Performance overall was excellent. I was very pleased with how well the Pebble Time Steel fit into my day-to-day activities, and it felt like it actually helped. There is nothing that screamed “vital, must-have” about the smartwatch, but I think that if you’re in the market for a smartwatch it is a great choice.
The Pebble didn’t seem to hit the battery on my phone too badly, but the Ventoo GPS app sure did. My phone’s battery time was several days shorter than usual. Part of this was taking pics for this review – but not sure that accounted for all of it. Android OS and Android System jumped up into the battery usage where they never had before. Is this where the bluetooth drain hides?
Battery life before, and during this review.
- Fifth: Hiking/Biking
This is about how well the watch stands up to the rigors of hiking and biking. The battery life, the backlight, the durability.

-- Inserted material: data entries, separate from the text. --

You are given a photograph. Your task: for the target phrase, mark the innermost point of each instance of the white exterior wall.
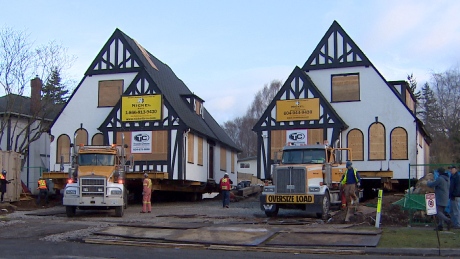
(83, 108)
(196, 172)
(376, 100)
(252, 167)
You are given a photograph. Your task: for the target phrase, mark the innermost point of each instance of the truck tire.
(70, 211)
(274, 213)
(119, 211)
(325, 207)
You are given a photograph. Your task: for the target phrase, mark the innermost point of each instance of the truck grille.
(92, 186)
(290, 180)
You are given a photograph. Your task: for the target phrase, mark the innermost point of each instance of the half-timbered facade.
(339, 98)
(129, 96)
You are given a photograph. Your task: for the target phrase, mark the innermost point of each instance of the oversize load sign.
(297, 109)
(141, 108)
(289, 199)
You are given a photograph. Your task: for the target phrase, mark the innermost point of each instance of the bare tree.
(240, 128)
(20, 62)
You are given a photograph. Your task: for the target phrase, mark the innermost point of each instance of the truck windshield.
(304, 156)
(96, 159)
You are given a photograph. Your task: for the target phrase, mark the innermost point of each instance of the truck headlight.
(313, 189)
(70, 191)
(269, 189)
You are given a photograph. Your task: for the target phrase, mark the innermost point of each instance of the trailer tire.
(119, 211)
(325, 207)
(272, 214)
(70, 211)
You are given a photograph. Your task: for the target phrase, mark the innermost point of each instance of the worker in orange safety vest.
(225, 186)
(43, 190)
(146, 194)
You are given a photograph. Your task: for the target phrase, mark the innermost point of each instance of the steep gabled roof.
(336, 49)
(132, 57)
(20, 106)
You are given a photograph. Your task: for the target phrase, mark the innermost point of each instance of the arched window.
(377, 141)
(355, 141)
(399, 144)
(63, 149)
(82, 137)
(97, 140)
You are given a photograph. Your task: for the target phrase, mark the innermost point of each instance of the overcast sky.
(226, 51)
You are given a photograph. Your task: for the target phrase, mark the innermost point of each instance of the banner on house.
(296, 137)
(141, 142)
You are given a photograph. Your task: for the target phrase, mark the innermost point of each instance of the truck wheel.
(119, 211)
(274, 213)
(325, 207)
(70, 211)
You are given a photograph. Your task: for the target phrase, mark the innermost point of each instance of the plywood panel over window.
(355, 140)
(97, 140)
(82, 137)
(377, 141)
(277, 142)
(315, 136)
(109, 92)
(223, 159)
(398, 143)
(345, 88)
(63, 149)
(159, 146)
(200, 151)
(190, 148)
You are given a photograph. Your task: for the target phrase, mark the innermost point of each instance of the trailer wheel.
(70, 211)
(119, 211)
(325, 207)
(274, 213)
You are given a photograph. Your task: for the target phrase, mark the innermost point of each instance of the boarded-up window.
(355, 140)
(63, 149)
(97, 140)
(233, 162)
(345, 88)
(200, 151)
(82, 137)
(223, 159)
(377, 141)
(110, 92)
(159, 146)
(398, 143)
(315, 136)
(190, 147)
(277, 142)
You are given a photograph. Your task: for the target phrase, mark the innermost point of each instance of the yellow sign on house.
(297, 109)
(141, 107)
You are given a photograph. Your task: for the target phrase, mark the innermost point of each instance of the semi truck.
(97, 179)
(307, 178)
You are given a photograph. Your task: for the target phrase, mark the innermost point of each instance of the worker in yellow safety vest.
(42, 190)
(350, 180)
(146, 194)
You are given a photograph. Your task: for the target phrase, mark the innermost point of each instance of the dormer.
(194, 102)
(403, 89)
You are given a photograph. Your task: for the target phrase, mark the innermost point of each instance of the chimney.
(36, 95)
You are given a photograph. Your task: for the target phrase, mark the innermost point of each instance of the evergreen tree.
(53, 91)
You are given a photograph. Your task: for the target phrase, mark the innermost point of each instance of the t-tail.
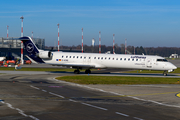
(33, 52)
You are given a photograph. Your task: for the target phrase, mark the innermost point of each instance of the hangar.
(11, 47)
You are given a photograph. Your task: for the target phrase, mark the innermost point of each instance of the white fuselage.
(95, 60)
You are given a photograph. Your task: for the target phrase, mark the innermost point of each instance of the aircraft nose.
(174, 67)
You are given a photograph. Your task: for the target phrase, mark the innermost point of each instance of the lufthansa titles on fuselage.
(139, 57)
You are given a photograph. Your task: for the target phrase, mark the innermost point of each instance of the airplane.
(89, 61)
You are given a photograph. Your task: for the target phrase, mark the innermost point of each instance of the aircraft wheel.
(76, 71)
(165, 73)
(88, 71)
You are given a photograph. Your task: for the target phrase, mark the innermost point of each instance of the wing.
(80, 65)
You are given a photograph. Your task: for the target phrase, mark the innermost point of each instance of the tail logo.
(30, 47)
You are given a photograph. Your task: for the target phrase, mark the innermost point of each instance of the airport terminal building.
(12, 46)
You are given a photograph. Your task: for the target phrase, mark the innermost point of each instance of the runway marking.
(19, 110)
(137, 118)
(72, 100)
(122, 114)
(121, 95)
(44, 90)
(34, 87)
(178, 95)
(56, 94)
(94, 106)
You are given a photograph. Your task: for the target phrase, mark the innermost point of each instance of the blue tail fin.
(31, 49)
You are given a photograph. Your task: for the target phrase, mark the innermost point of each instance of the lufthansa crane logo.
(30, 47)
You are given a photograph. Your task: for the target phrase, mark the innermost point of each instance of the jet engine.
(45, 54)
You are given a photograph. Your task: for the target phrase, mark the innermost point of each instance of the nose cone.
(174, 67)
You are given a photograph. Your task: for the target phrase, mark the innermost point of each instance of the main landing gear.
(76, 71)
(165, 73)
(88, 71)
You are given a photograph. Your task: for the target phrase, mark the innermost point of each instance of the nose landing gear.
(88, 71)
(165, 73)
(76, 71)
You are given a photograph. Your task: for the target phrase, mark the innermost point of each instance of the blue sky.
(147, 23)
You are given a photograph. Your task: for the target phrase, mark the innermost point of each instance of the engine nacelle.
(45, 54)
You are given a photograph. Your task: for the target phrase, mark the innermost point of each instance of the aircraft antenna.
(7, 31)
(99, 41)
(58, 36)
(113, 43)
(125, 46)
(32, 35)
(82, 40)
(22, 61)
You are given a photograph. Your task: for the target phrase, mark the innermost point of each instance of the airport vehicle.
(2, 58)
(27, 61)
(10, 62)
(88, 61)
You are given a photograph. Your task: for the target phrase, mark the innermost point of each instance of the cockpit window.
(162, 60)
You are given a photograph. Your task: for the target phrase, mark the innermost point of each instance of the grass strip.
(151, 71)
(118, 80)
(36, 69)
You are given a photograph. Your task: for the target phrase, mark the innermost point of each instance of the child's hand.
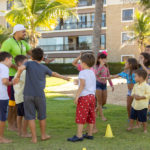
(76, 101)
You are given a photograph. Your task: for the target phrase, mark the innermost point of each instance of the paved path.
(118, 97)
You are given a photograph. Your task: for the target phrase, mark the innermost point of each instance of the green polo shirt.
(14, 48)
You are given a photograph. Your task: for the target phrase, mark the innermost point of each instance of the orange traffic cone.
(109, 133)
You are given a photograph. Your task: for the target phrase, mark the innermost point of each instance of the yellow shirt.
(19, 88)
(142, 89)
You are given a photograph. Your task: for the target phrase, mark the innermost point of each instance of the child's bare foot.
(145, 131)
(34, 141)
(104, 119)
(26, 135)
(5, 141)
(129, 129)
(46, 137)
(136, 127)
(95, 130)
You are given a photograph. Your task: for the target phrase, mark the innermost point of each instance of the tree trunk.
(97, 27)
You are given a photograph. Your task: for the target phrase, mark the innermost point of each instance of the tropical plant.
(141, 29)
(39, 13)
(145, 3)
(97, 26)
(4, 34)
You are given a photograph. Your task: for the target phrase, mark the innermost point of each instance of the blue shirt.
(35, 78)
(130, 78)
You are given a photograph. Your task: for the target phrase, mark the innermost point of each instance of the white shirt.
(19, 88)
(90, 82)
(4, 73)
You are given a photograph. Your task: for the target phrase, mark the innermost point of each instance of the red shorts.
(85, 111)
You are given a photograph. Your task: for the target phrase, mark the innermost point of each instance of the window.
(70, 43)
(103, 42)
(124, 58)
(126, 37)
(127, 15)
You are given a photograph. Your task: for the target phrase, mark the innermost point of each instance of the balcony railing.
(67, 47)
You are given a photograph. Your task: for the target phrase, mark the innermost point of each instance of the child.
(141, 95)
(18, 88)
(102, 73)
(85, 99)
(34, 96)
(130, 67)
(5, 63)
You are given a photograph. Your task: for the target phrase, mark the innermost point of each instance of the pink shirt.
(102, 72)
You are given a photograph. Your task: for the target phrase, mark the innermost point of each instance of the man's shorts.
(3, 110)
(33, 104)
(85, 111)
(140, 115)
(20, 109)
(100, 86)
(11, 94)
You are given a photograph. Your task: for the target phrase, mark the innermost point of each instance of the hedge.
(69, 69)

Taking this watch hiking was quite pleasant. It was nice to be able to leave my mobile packed pretty much the entire time, and have the watch provide all the info I’d normally lean on a mobile for. Direction, time, elevation, etc. There were even weather alerts, but on the mountain those tend to come quite a bit after the fact.

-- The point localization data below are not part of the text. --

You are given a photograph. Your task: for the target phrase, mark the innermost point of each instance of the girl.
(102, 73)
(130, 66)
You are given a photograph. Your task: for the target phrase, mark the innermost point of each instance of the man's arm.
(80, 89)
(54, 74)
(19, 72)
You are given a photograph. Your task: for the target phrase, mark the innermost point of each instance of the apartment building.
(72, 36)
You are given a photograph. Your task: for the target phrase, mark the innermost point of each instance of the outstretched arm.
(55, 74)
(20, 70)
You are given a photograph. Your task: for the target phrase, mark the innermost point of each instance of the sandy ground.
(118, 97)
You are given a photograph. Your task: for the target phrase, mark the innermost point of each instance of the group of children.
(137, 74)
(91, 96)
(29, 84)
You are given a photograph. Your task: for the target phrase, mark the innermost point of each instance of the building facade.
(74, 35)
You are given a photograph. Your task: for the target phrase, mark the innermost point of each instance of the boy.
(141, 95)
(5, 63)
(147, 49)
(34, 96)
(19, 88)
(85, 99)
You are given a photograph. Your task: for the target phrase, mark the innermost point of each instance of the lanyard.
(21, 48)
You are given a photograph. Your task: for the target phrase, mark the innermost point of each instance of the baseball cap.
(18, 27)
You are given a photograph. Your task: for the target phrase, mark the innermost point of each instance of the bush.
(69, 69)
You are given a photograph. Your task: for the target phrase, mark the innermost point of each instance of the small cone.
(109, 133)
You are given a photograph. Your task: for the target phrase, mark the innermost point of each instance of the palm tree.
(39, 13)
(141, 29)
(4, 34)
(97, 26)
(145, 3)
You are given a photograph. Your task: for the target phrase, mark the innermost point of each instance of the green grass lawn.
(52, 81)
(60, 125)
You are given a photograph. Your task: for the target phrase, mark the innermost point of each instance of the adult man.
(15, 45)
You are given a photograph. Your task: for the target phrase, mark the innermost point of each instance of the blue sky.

I especially enjoyed using it as a bike computer. Most bike computers are fabulously expensive and really overpriced. The GPS capable ones in particular are horrible. You spend hundreds of dollars to poorly replicate basic smartphone features, just so that you don’t have to subject your mobile to mud, dirt, rain, or crash damage. This is probably the best use case for the Pebble. It’s less expensive than most of the bike computers, it’s perfectly readable in full sunlight or in the dark, and it shrugs off rain and mud with impunity. My mobile stayed comfortably packed in my camera bag the whole time I was riding. I used the Pebble for speed, distance, direction, waypoints, maps, and altitude. If you listen to music on the trail for some reason, you could even control that via the Pebble. I don’t – but I realize some folks like to. Plus, you can read/reply to any texts or alerts right there on your handlebars instead of having to dig out your mobile.
Without a doubt this is a great companion device for cyclists.
- Finally: Value
What are you really getting for your money?
Let’s be frank. Nobody needs a smartwatch. It’s even less useful than a smartphone. Smartwatches can be useful for helping to filter the torrent of junk information pushed at us, and especially good at being an outboard for an expensive device.
Comparing the Pebble Time Steel to Galaxy Gear, the Apple Watch, or the Microsoft Band, it is far and away the winner for outdoors use. Battery, daylight visibility, and ease of use in gloves or underwater make it a slam dunk.